Negli Stati Uniti è arrivato il momento della verità. Non solo per le due fazioni politiche in guerra tra loro, ma anche per le sorti di una democrazia che si è sempre fondata sulla transizione pacifica del potere dal presidente uscente al suo successore. Voltando le spalle a questa consuetudine, Donald Trump ha detto più volte che non avrebbe accettato il risultato elettorale in caso di sconfitta e già mesi prima del voto ha cominciato a parlare di brogli. La prima volta che un candidato sconfitto alle presidenziali statunitensi ha fatto le congratulazioni al suo sfidante era il 1896. Due giorni dopo il voto, William Jennings Bryan mandò un telegramma a William McKinley: “Abbiamo sottoposto la decisione al popolo americano, la cui volontà è legge”. Trump non sembra intenzionato a seguire questa strada in caso di sconfitta. È probabile che nei prossimi giorni accenderà un rogo dopo l’altro, mentre a Biden, che ha cercato di unire il paese, spetterà il compito di reggere l’idrante. Le fiamme, forse, saranno spente solo quando la fiducia nella transizione democratica del potere sarà ormai carbonizzata.
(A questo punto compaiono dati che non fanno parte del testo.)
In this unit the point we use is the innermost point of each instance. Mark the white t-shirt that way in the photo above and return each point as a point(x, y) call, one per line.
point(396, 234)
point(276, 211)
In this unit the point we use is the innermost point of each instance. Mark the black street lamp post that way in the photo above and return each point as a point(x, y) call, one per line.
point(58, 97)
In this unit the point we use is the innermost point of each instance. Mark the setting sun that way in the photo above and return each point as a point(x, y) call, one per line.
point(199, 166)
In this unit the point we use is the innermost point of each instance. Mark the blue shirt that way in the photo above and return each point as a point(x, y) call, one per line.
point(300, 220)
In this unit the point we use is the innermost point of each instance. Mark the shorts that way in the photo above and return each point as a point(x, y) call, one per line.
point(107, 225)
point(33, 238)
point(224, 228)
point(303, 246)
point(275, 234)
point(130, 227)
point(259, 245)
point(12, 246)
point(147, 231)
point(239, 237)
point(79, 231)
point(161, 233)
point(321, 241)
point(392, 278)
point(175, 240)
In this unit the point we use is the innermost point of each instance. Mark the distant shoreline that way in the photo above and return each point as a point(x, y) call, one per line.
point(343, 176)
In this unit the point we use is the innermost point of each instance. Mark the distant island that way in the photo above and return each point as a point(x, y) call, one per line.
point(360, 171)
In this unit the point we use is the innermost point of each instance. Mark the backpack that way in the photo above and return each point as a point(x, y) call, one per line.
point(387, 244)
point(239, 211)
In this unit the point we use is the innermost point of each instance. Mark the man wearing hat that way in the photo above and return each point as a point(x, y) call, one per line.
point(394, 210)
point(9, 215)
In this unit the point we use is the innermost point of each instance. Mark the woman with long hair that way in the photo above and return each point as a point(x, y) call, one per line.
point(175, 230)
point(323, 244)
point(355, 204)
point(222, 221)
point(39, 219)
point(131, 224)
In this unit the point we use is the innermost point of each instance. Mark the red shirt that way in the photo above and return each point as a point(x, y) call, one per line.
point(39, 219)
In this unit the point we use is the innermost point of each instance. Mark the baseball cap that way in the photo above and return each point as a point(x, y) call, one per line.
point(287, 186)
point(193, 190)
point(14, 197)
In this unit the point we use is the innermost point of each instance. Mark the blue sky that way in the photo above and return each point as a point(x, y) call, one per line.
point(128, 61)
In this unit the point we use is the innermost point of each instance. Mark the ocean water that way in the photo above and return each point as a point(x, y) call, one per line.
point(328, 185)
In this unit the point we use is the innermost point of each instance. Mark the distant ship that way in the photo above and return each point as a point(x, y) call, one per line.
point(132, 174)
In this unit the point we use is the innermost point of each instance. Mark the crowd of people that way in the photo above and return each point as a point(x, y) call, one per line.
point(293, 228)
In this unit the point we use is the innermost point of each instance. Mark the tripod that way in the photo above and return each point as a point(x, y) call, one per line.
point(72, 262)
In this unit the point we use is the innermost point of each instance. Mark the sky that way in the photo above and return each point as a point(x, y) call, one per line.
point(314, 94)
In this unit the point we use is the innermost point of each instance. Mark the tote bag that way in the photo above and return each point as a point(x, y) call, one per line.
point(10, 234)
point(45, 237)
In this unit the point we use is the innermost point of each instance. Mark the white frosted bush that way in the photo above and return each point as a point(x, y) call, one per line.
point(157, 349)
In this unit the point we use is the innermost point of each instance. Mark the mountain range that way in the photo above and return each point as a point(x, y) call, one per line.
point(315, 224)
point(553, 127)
Queste elezioni saranno ricordate non tanto come una scelta tra proposte politiche contrapposte, ma come una battaglia totalizzante e furiosa tra due idee incompatibili di cosa dovrebbero essere gli Stati Uniti. In questo scontro, simile a una guerra di religione, ogni schieramento si è detto sicuro che la repubblica è destinata alla distruzione in caso di vittoria dell’avversario. Di conseguenza il dibattito si è trasformato in una gara tra incubi.

L’incubo descritto dai sostenitori di Trump è un’apocalisse socialista in cui i sobborghi idilliaci che sorgono ai margini delle grandi città statunitensi saranno distrutti da un’invasione di poveri e delinquenti, dove le strade diventeranno tappeti di vetri rotti su cui gli anarchici e i saccheggiatori trasporteranno la loro refurtiva prima di dare alle fiamme i suv. In questo inferno comunista quasi tutto sarà abolito: il Natale, le mucche, le vetrine, l’industria petrolifera e anche Dio.

Nella distopia opposta i funzionari pubblici qualificati vengono allontanati dal governo e sostituiti da politici raccomandati; gli scienziati che osano contraddire Trump vengono presi di mira; la storia nazionale è cancellata e rimpiazzata da un culto nazionalista ottuso; il dipartimento di giustizia diventa il braccio armato del governo. In sintesi la democrazia costituzionale lascia spazio a un’autocrazia che si compiace dei suoi saccheggi.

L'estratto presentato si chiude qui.